Dari penjelasan di atas dapat kita simpulkan bahwa e-commerce atau jual beli online merupakan suatu aktivitas perniagaan seperti layaknya perniagaan pada umumnya, hanya saja para pihak yang bertransaksi tidak bertemu secara fisik, akan tetapi secara elektronik melalui media internet.

Konsep Dasar E-Commerce

Dalam e-commerce seorang penjual memberi penawaran terhadap barang yang dimilikinya untuk dijual melalui media elektronik yaitu internet dengan memasukkan penawaran tersebut dalam situs yang ia kelola sendiri untuk melakukan perdagangan (toko online independent) atau memasukkannya ke dalam situs-situs jual beli berskala besar lain, seperti Tokopedia, Bukalapak, Shopee, AliExpress dan lain sebagainya.

Pembeli di sini dapat dengan leluasa memilih transaksi mana yang sesuai dengan yang ia cari dalam menjelajahi situs dalam internet.

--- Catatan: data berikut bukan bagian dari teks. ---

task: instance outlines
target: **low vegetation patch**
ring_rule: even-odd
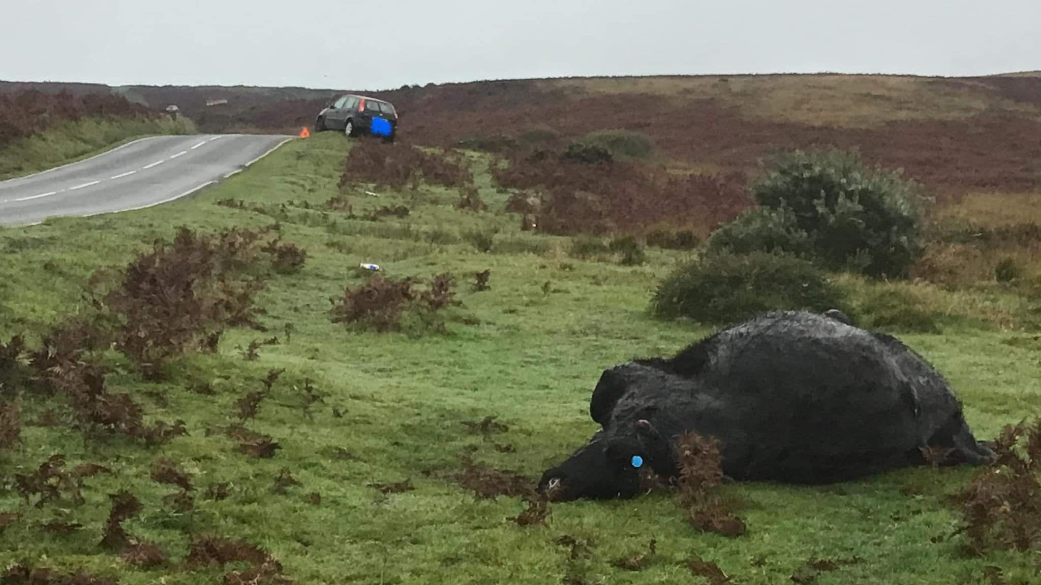
[[[710,254],[677,269],[654,294],[654,313],[727,324],[770,310],[841,308],[840,288],[812,262],[754,252]]]
[[[713,249],[784,252],[870,276],[903,276],[921,254],[921,186],[854,153],[777,155],[752,193],[762,208],[714,234]]]
[[[1041,550],[1041,418],[1007,426],[994,441],[997,460],[951,499],[972,554]]]
[[[465,160],[457,154],[430,153],[414,146],[397,144],[358,145],[347,157],[339,186],[373,183],[377,188],[416,189],[420,181],[459,188],[473,183]]]
[[[371,327],[378,332],[397,331],[402,317],[412,314],[421,323],[443,327],[438,311],[459,305],[455,299],[455,277],[449,273],[434,276],[426,290],[418,290],[412,278],[395,280],[377,275],[344,296],[332,299],[333,323]]]

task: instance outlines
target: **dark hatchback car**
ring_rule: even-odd
[[[347,95],[319,113],[314,130],[342,130],[348,136],[373,134],[393,142],[398,133],[398,111],[390,102]]]

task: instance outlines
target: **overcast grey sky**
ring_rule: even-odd
[[[0,79],[389,88],[1041,69],[1041,0],[0,0]]]

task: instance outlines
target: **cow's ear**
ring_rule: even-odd
[[[589,415],[605,429],[611,422],[614,405],[629,390],[628,381],[621,375],[623,367],[615,366],[611,370],[605,370],[596,382],[596,387],[592,390],[592,398],[589,400]]]
[[[636,432],[648,438],[661,438],[658,429],[654,428],[654,425],[646,418],[640,418],[636,422]]]

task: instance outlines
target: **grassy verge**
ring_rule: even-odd
[[[144,136],[194,132],[195,125],[184,118],[86,118],[64,122],[0,150],[0,180],[76,162]]]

Pembeli layaknya berbelanja secara konvensional dengan melihat etalase-etalase yang dipajang oleh tiap-tiap toko, dan jika ia menemukan sesuatu yang ia cari, maka ia dapat melakukan transaksi dengan penjual yang memberikan penawaran dalam situs tersebut yang diandaikan dengan tokoh secara konvensional.

Hukum Jual Beli Online (e-commerce) Dalam Islam

Bagaimana pandangan Islam soal e-commerce atau jual beli online? Apakah dibenarkan dalam Islam atau mungkin diharamkan? Berikut penjelasannya:

Dalam bidang muamalah, dikenal suatu asas hukum Islam, yaitu Asas Kebolehan atau Mubah. Asas ini menunjukkan kebolehan melakukan hubungan perdata (sebagian dari hubungan muamalah) sepanjang hubungan tersebut tidak dilarang oleh Al-Qur’an dan As-Sunnah.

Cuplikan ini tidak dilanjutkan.